Tsunami Gigante e Vítimas
A erupção causou um tsunami de 40 metros que atingiu as costas da Java e da Sumatra. Essas ondas gigantes destruíram 165 vilas e levaram mais de 36.000 vidas. Testemunhas descreveram ondas escuras que chegavam com alta velocidade, carregando pedras e cinzas quentes. "O céu ficou escuro e ouvimos o som de milhares de bombas explodindo", disse um pescador que sobreviveu.

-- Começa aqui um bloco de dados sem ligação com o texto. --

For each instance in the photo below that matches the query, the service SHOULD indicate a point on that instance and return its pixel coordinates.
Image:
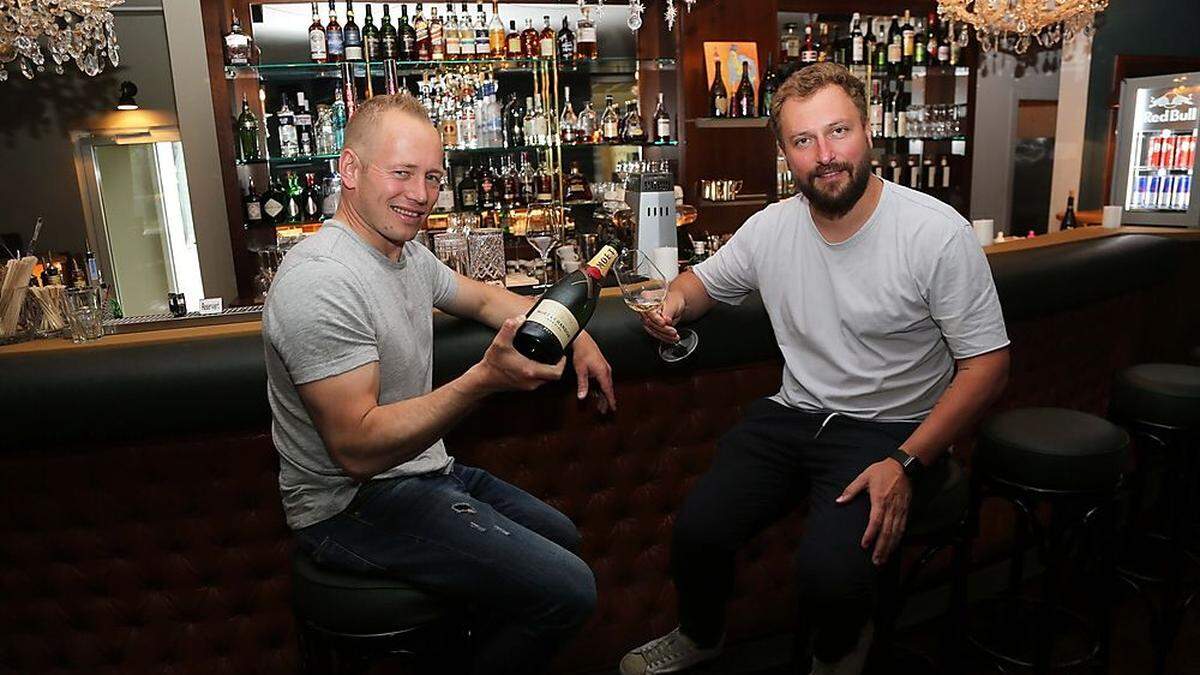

Cinzas Volcânicas que Alteraram o Clima
Uma grande quantidade de cinza e dióxido de enxofre foi lançada na atmosfera, causando uma redução de 1,2°C na temperatura global por cinco anos. O pôr do sol em todo o mundo parecia roxo e vermelho brilhante devido às partículas vulcânicas — uma fenômena capturado por pintores como Edvard Munch em sua obra "O Grito". A erupção do Krakatoa também prejudicou os padrões climáticos por vários anos.
Descobertas Modernas
Estudos recentes de uma equipe internacional de geólogos usaram tecnologia de imagem sonar e descobriram que o caldeirão do Krakatoa desmoronou 250 metros após a erupção. Essa erupção também formou o Anak Krakatau, um vulcão que começou a surgir em 1927 e continua ativo até hoje. "O Krakatoa nos ensina sobre o poder incontrolável da natureza. Ainda não estamos preparados para uma catástrofe tão grande", afirmou a Dra. Helen van der Zee, vulcanologista da Universidade da Indonésia.
Lições para o Futuro
Esse evento destaca a necessidade de sistemas de alerta precoce de tsunamis e monitoramento mais avançado de vulcões. A Indonésia agora possui uma rede de sismógrafos modernos, mas a ameaça de grandes erupções ainda existe. Em comemoração ao 140º aniversário, a sociedade mundial é lembrada para não subestimar a violência da natureza.